Phone screens sizes may eventually reach 13 inches, though, so maybe not.
Installing a program on a PC in many cases is very quick and easy.
And in the cases that are not?
We can agree to disagree here, it may be simple to you and people you know but I will continue to believe that for ordinary people, they will far prefer a turnkey app / appliance over having to set up and keep a PC running.
Program/app ease of install and use, as well as reliability, is up to the developer. No different than the cameras and NVRs themselves, and you could certainly comment better than I could on these 3 factors from brand to brand in cameras and NVRs.
I'm not suggesting a PC dedicated to acting as a smart NVR. That would obviously not be cost effective. If someone is a pure cell phone and/or tablet user, they will need a separate recording device.

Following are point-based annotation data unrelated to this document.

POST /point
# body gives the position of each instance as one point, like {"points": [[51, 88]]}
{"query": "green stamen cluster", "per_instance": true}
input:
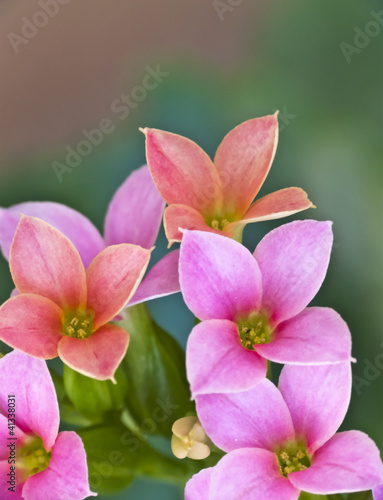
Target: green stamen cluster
{"points": [[78, 324], [254, 331], [32, 458], [293, 458]]}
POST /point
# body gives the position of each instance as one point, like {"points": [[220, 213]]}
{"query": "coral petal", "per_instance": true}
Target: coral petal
{"points": [[99, 355]]}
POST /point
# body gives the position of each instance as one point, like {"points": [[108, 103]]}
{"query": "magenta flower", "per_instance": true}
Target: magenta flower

Chris, I am familiar with Blue Iris and other DIY tools - but that's not our primary market at the moment. Our device is more similar to Roku or Apple TV - plug it in, take 5 min configure, and you're good to go. That being said, there's nothing wrong with building your own PC-based (or NAS-based) NVR. Monitoreal can happily coexist with those. That's how my own home is set up - I have a Synology NAS that has motion-triggered recording (Synology Surveillance Station), and my Monitoreal device does everything else (smart detection, real-time alerts).
I'm actually not all that familiar with Blue Iris since I don't use it, but if you want to have your product replace NVRs I think PC software is part of that equation. As you know what you're adding is the smart detection at a lower cost, as well as adding it to existing cameras. Dumb motion detection and recording is of little use unless you have lots of review time.

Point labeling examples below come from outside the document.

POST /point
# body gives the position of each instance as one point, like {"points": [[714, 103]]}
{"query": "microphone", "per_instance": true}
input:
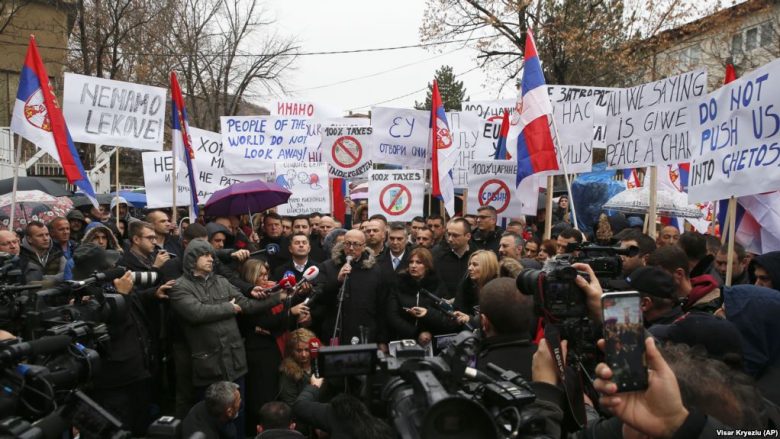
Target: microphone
{"points": [[106, 276], [46, 345], [270, 249], [284, 283], [314, 351]]}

As it stands now with no PC, what is the capability of your device? Is there a list of detailed specs on your website? (The site didn't seem to be working correctly for me yesterday.) Can one device handle multiple 4K cameras? When an event is detected, can I store full/highest quality 4K 30 FPS video of it?
I think one of us is out of touch with security / surveillance needs in the different markets and it may very well be me.

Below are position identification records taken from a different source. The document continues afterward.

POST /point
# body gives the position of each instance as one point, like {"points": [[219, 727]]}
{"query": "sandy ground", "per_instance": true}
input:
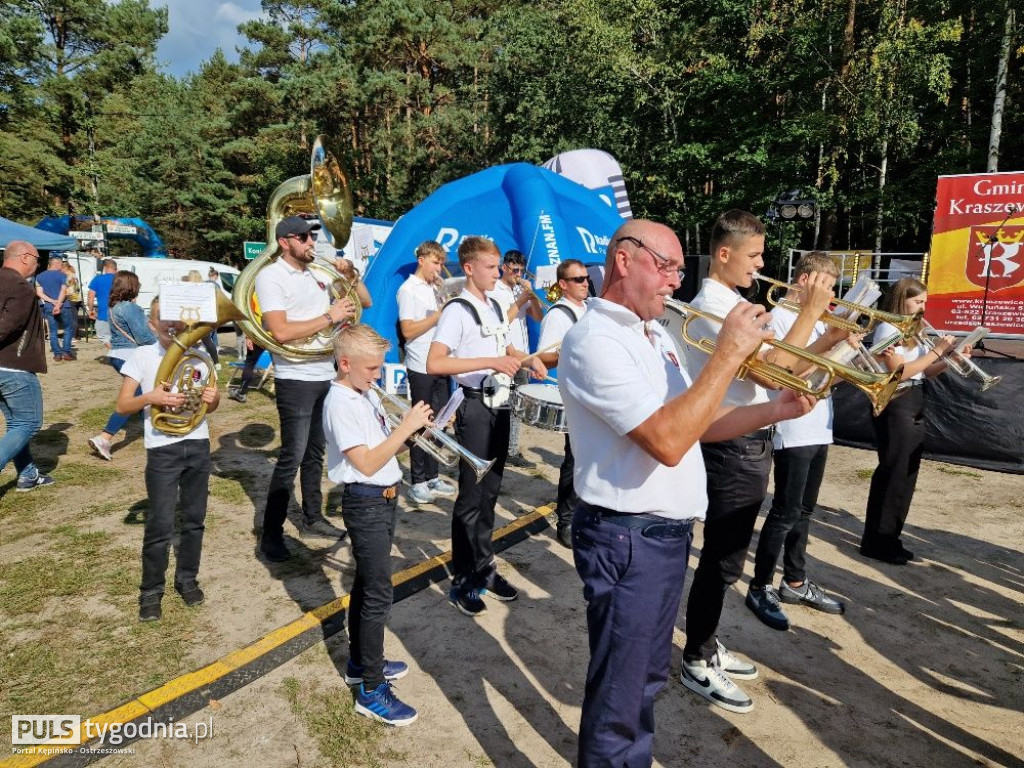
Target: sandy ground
{"points": [[926, 669]]}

I agree that the idea of the NVR is on it's way out - at least from a consumer perspective. Consumers seem to be flocking to cloud-based solutions like Ring/Nest, but the NVR didn't go away - it simply moved from the closet to the datacenter.
AI isn't perfectly reliable, so some customers are going to want to record 100% of the time, or record several seconds before/after some kind of event at a minimum. Playing these sequences back as independent video clips/still images is not a great experience in my mind - but again, maybe this is me being out of touch as an enterprise-focused engineer? Also for legal purposes, I think it's important to have the option of exporting digitally signed/encrypted footage in a format that is difficult to tamper with. Stills and AVI's are far too easy to tamper with and proving they have been unaltered is impossible/impractical.
If you're not intending to go all-in on the idea of NVR/VMS, I think you could seriously drive business growth by being easy to integrate your appliance with common VMS's. The easiest way to implement broad VMS compatibility would be to provide an ONVIF device interface so that the video traffic passes through your device, along with the analytic events. You then open yourselves up to not just consumer business but potentially small-enterprise business where not all VMS's have quality native analytics and a lot of customers are looking for smarter notifications/recording triggers.
Our initial objective is to integrate with existing systems (cameras + NVR) not to replace them - and we do want to make our solutions compatible with existing VMS's. That said, if we see sufficient demand for traditional NVR capabilities - we will introduce them. There is a reason one can buy a 8-channel NVR board for $15 on AliExpress - recording is a solved problem, and storage is a commodity. It would be incredibly easy for us to roll it out.
I think you will feel differently about stills and frame sequences once you've had an opportunity to use our product. It really gives you a very good sense of awareness without using too much data. Let the NVR record what it needs to record - but I'm willing to bet that at some point you may forget your NVR even exists.
Regarding video tampering - that's a different class of problems entirely. Happy to discuss offline when you have time!
Thanks again for the thoughtful post, there are definitely a lot of interesting opportunities in the space.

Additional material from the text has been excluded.